CBT is one of the most common techniques used by psychology professionals for those wishing to overcome a phobia. CBT is recommended by The National Institute of Clinical Excellence (NICE) guidelines, due to positive clinical trial results, and when it comes to Phobias, CBT is really the only treatment that is consistently showing up in research as being effective. This technique consists of three distinct elements:

• Identifying any negative or fearful thoughts you might have, and learning why having these particular thoughts are irrational - separating out distortions and misconceptions from fact.

• Replacing those unhelpful thoughts with rational alternatives that are based more in reality, and that are more conducive to nurturing confidence and empowerment.

• Changing behaviour patterns, and other rituals or habitual actions that are carried out because of fearful thoughts. A large part of CBT will be focused on gradual practical exposure to your particular fear. This is incredibly important, and your psychologist will be able to support you to incrementally face the fear in an experiential way.

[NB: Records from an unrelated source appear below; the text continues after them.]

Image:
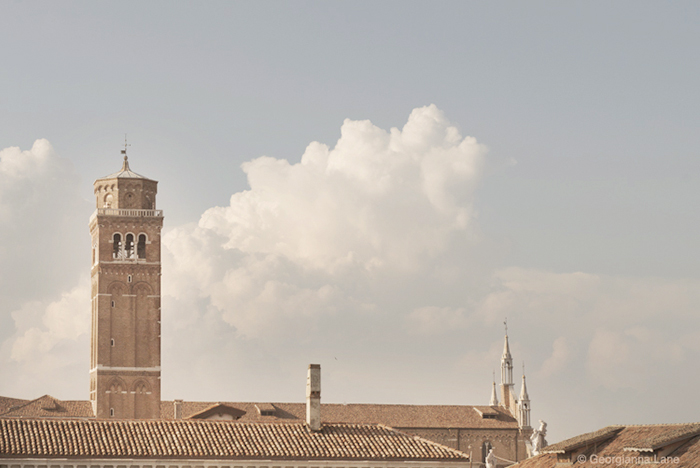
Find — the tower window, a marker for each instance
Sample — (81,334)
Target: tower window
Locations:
(129,246)
(116,245)
(141,247)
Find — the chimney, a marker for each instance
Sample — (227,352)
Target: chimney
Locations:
(313,397)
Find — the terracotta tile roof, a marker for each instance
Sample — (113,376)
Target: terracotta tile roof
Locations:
(679,443)
(50,407)
(7,403)
(398,416)
(583,440)
(212,439)
(656,441)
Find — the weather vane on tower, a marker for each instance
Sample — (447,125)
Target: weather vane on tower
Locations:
(125,165)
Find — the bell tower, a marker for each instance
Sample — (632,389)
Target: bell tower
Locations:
(125,337)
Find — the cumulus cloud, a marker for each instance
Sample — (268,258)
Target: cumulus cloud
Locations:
(366,257)
(316,238)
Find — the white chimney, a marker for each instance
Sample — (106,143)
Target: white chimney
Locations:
(313,397)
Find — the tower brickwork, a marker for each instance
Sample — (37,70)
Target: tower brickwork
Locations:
(125,273)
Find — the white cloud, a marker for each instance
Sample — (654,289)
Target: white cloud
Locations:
(324,236)
(41,327)
(365,257)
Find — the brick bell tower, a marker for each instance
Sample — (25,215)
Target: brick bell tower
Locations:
(125,349)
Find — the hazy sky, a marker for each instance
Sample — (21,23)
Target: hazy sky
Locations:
(372,186)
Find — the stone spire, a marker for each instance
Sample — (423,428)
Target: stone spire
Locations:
(506,362)
(524,405)
(494,396)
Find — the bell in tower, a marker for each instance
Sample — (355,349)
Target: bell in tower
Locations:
(125,341)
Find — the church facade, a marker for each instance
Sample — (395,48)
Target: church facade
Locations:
(125,361)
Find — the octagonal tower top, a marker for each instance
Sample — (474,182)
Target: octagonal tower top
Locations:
(125,190)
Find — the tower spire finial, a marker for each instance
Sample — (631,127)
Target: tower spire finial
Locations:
(125,164)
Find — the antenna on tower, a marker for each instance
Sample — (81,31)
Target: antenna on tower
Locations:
(125,145)
(125,164)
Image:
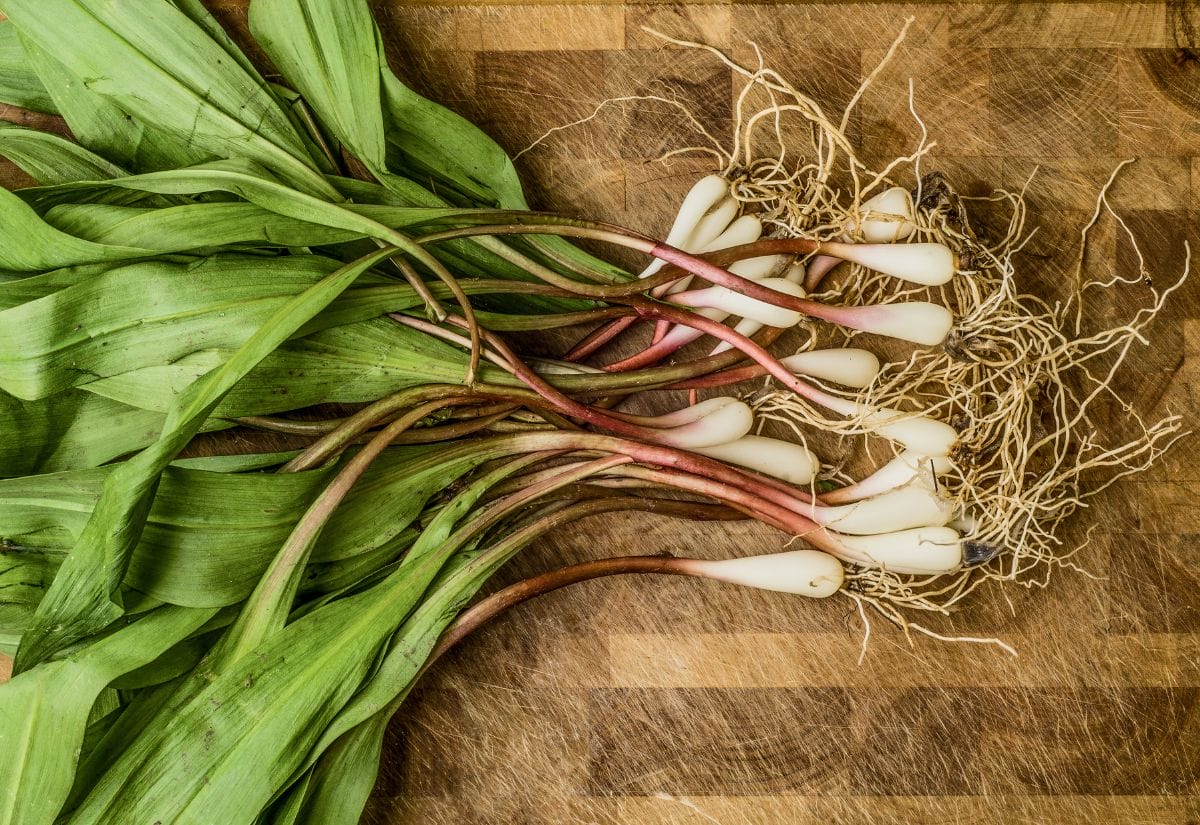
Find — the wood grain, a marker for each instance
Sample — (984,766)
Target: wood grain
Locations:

The behavioural element of CBT is key - exposure gives you real evidence that the situation is safe. Simply recognising why a phobia is there and what it represents is limited. Until you are able to build practical, empirical evidence that the thing you are phobic about is in fact safe, the fearful thoughts and feelings are unlikely to change. Over time, however, both by exploring thoughts with your psychologist, and, most importantly, by carrying out the techniques and exercises they tailor for you, you will start to de-escalate the perceived threat and get it more into proportion.

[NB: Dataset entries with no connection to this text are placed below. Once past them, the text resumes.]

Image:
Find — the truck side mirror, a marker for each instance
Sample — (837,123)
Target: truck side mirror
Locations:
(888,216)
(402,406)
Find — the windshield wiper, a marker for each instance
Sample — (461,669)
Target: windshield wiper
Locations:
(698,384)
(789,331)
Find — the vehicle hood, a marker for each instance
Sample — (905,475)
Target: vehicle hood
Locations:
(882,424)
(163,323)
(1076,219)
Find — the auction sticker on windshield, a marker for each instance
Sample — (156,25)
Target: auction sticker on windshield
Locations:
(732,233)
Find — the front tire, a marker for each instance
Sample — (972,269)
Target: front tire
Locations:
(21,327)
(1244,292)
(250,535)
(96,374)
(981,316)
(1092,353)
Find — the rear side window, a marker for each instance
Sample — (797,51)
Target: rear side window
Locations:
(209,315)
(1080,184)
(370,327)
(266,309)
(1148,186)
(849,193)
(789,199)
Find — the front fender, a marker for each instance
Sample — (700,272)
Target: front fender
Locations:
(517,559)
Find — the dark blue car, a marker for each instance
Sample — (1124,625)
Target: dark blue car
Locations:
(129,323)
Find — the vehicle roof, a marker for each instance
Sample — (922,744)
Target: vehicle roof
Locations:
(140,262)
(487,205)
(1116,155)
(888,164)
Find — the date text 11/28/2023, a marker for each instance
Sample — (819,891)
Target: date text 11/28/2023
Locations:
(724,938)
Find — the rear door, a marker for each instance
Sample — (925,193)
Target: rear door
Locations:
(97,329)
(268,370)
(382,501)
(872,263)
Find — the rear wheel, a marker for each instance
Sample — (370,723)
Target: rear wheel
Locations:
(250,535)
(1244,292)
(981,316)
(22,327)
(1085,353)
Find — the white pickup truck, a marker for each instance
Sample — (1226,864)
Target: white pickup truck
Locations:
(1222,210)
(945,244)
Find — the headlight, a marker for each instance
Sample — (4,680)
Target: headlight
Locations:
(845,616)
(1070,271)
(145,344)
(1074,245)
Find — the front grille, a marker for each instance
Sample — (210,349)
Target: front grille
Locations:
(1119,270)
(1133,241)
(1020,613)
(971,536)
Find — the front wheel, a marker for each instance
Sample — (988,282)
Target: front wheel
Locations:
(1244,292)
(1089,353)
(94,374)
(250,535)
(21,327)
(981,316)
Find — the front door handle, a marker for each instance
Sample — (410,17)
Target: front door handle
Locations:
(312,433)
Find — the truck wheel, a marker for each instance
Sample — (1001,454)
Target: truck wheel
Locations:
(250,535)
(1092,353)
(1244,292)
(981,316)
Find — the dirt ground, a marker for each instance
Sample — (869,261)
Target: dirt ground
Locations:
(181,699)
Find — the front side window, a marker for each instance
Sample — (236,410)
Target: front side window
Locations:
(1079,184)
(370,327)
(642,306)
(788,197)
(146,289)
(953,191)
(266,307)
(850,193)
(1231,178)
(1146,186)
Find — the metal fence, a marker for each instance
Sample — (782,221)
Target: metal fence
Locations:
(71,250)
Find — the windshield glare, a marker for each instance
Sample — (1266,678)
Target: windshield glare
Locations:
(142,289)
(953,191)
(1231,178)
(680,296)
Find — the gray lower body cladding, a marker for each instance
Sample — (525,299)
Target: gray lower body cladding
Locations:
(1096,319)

In addition to this, psychologists may also ask you to consider mindfulness as a treatment technique. This is a treatment that is frequently carried out alongside Cognitive Behavioural Therapy, and many people notice a significant benefit when it comes to using the two in tandem with one another. Mindfulness teaches people to become more aware of their thoughts and feelings, and to focus on why the two are so connected to one another. This is crucial, because once you are aware of your feelings, and how they are precipitated by a thought pattern or memory, you are going to have a lot more control over them. Essentially, you will be able to think far more clearly and start to realise that many of your phobic thoughts and ideas are completely irrational.


Only in the most extreme cases will the psychology practitioner also recommend medication to help a client deal with their anxiety or phobias while working with CBT and graded exposure. However, it is worth noting that medication will only be suggested as a ‘last resort’ treatment due to the side effects that can occur. It is unlikely that even a severe case will need to be on medication indefinitely though, if they do go down the CBT route. Once the behavioural treatments begin to have a positive impact on the client’s mental health, they will likely be able to reduce the medication under supervision until they can stop completely.